If there was ever a caricature of the old-time newspaper photographer, it is Weegee, born Usher—later Americanized to Arthur—Fellig (1899-1968). A stocky Gotham type down to the rumpled suit and ever present 5-cent stogie, he was the man on the scene with the Speed Graphic and the flaming bulb, throwing harsh noirish light on fires, wrecks, and any number of mob hits. Unlike most caricatures, his work has survived. His pictures of dead gangsters, necking teenagers in movie theaters, kids sleeping on fire escapes, a slovenly woman sneering at fashionable operagoers, distraught victims of a tenement fire, or an impossibly crowded Coney Island are indelible images of American life both before and after World War II. In this continually fascinating biography, New York magazine city editor Bonanos (Instant: The Story of Polaroid, 2012, etc.) presents Weegee as a skilled craftsman who learned that you had to “get punch in your pictures” to beat the competition; that meant angle, framing, and environment.
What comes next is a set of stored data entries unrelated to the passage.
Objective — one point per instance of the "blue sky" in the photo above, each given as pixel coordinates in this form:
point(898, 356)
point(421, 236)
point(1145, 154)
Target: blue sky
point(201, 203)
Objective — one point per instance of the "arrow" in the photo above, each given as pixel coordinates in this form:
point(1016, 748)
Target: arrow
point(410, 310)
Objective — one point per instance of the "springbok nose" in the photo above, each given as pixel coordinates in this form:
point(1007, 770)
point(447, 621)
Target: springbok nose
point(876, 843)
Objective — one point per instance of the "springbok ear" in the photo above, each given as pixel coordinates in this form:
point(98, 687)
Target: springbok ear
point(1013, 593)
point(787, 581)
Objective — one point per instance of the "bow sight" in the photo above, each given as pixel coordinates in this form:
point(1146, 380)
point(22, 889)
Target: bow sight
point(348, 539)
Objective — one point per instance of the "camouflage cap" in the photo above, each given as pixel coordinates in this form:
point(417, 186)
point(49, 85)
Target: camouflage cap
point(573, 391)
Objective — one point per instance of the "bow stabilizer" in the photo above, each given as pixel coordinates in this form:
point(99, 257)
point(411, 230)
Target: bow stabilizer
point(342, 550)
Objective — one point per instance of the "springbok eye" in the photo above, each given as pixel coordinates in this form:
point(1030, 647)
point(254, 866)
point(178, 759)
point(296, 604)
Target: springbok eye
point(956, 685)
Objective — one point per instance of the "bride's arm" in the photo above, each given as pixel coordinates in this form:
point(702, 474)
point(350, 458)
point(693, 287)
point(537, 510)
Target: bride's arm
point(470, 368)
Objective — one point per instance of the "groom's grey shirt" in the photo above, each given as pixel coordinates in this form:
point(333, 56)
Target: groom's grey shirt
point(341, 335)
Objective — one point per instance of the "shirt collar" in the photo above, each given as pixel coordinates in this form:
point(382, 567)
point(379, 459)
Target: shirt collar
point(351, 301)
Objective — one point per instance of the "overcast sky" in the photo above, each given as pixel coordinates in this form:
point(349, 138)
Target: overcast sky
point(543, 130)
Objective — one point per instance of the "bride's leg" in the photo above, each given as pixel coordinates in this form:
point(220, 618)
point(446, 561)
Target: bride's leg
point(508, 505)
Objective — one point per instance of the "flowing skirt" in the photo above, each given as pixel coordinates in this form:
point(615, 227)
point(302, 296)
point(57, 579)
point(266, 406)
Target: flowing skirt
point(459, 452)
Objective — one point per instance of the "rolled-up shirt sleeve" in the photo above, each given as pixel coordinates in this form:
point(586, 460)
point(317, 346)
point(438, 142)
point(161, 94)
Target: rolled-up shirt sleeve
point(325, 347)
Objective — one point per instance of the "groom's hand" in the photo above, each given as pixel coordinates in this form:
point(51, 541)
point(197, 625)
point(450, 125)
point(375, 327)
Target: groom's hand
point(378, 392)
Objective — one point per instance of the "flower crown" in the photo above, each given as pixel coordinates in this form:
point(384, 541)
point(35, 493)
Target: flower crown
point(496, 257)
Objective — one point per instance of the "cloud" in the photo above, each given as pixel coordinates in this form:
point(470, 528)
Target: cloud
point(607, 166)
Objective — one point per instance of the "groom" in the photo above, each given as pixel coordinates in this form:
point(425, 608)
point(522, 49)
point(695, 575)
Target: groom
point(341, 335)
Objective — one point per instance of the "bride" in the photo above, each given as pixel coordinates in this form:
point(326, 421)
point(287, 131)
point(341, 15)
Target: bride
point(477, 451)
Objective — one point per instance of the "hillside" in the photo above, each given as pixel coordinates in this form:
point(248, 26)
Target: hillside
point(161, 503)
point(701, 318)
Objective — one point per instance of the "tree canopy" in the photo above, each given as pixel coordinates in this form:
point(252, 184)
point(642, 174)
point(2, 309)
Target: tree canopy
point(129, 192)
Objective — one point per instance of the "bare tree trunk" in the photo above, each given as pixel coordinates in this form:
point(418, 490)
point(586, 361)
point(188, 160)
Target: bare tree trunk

A corpse on the sidewalk was just a fact; getting a city mailbox in the foreground—urging “Mail Early for Delivery Before Christmas”—created a story. Voyeurism was both Weegee’s motivation and subject; he found as much drama in a sudden reaction shot—as in his picture of schoolchildren who have just witnessed a murder—as the event itself. The author makes a strong case for Weegee’s continued relevance: “Things that seemed slight when they were made do not always turn out that way in the long run when thinking people who sweat the details are the ones making them. Weegee was one of those people, and he did just that.”

In this deeply researched (though lightly worn) and compelling portrait, Bonanos captures all sides of an artist in spite of himself.